Tuntut Kesejahteraan! PGRI Jatim Minta Gaji Guru Honorer Setara UMP
SURABAYA, FaktualNews.co – Di Hari Guru Nasional (HGN) yang jatuh pada hari ini, Kamis (25/11/2021), Persatuan Guru Republik Indonesia (PGRI) Jatim meminta pemerintah pusat lebih memerhatikan nasib para guru honorer dengan membuat kebijakan standarisasi upah secara nasional.

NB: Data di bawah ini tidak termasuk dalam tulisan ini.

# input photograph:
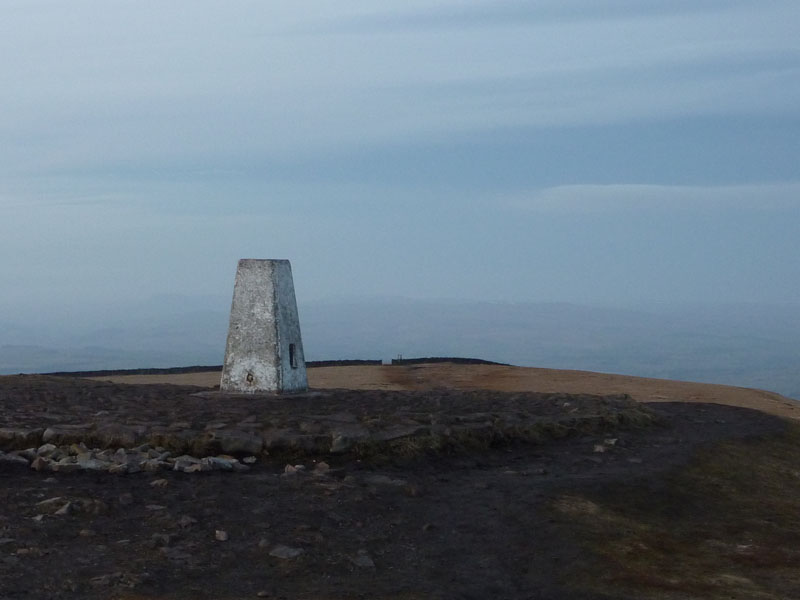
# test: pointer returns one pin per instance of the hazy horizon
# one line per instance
(611, 153)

“Standarisasi gaji (guru honorer) kan belum ada. Kalau di buruh kan ada UMR (Upah Minimum Regional), tetapi standarisasi gaji minimal untuk guru secara nasional belum ada,” ungkap Wakil Ketua PGRI Jatim Bidang Honorer, Bambang Sucipto ditemuai FaktualNews.co di kantornya Jalan A Yani, Surabaya.
Menurut Bambang, kebijakan standarisasi upah guru nasional bisa ditempuh dengan menyesuaikan pada Upah Minimum Provinsi (UMP) yang diterima kalangan buruh.
Karena itu, Bambang menandaskan, merupakan cara pemerintah mengimplementasikan amanat konstitusi sesuai Pembukaan UUD 1945, yakni mencerdaskan kehidupan bangsa adalah kewajiban negara.
“Lha ini harapan kami ke depan, paling tidak ada standarisasi (upah guru),” tegasnya.
Bambang menyebut, kondisi kesejahteraan sekitar 36 ribu lebih guru honorer di Jatim sangatlah timpang akibat besaran upah yang diterima berbeda-beda. Tergantung kemampuan anggaran kabupaten/kota, serta pada dana Bantuan Operasional Sekolah (BOS) yang diterima masing-masing sekolah.
Masih kata Bambang, kondisi ini lah yang kemudian membuat guru honorer yang tinggal di kabupaten/kota dengan anggaran besar, kemungkinan bisa sejahtera. “Namun sebaliknya, guru honorer di pelosok bakal mendapat upah relatif kecil,”katanya.
Oleh karena itu, guru SMA Negeri 2 Bondowoso ini menegaskan, pentingnya standarisasi upah guru honorer agar kesejahteraan para ‘pahlawan tanpa tanda jasa’ tersebut merata di semua daerah dengan mensinergikan anggaran pusat serta daerah. Sehingga upah guru honorer bisa disetarakan UMP.
“Idealnya kalau kemarin kami melihat, untuk buruh itu kisaran Rp 1,89 kan begitu. Mungkin ada sinkronisasi. Pendidikan adalah untuk anak kita, anak bangsa itu,” katanya.
“Kan bukan wilayah otonomi daerah ada pusat, ada provinsi, ada kabupaten. Tapi ada sinergi penganggaran pusat sekian, provinsi sekian, dan kabupaten sekian,” pungkasnya.